How to be financially literate? ›

Six financial literacy principles
  1. Budget your money. “Pay yourself first” ...
  2. Taxation—it's not all yours. “Understand your true earnings and how they are taxed” ...
  3. Borrowing. “Not all money is created equal” ...
  4. Plan before investing. “Think about and map your goals” ...
  5. Invest to achieve your goals. ...
  6. Preparing your estate.

What is the 5w in banking? ›

The 5 Ws of Financial Literacy. Learn the who, what, where, when, and why of personal finance from two leading experts.

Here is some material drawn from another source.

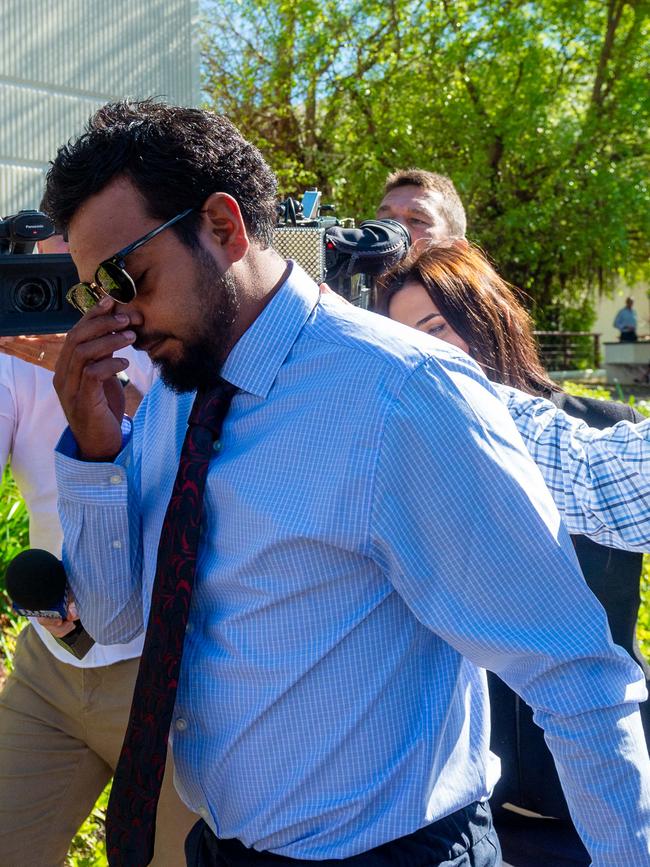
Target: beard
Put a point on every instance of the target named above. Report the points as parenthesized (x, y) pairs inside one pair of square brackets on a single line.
[(199, 366)]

What are the 5 banking ratios? ›

5 Essential Financial Ratios for Every Business. The common financial ratios every business should track are 1) liquidity ratios 2) leverage ratios 3)efficiency ratio 4) profitability ratios and 5) market value ratios.

What is the 5 25 rule in banking? ›

As per the 5:25 flexible structuring scheme, the lenders are allowed to fix longer amortization period for loans to projects in the infrastructure and core industries sector, for say 25 years, based on the economic life or concession period of the project, with periodic refinancing, say every 5 years.

What are the 5 Ps of banking? ›

Since the birth of formal banking, banks have relied on the “five p's” – people, physical cash, premises, processes and paper.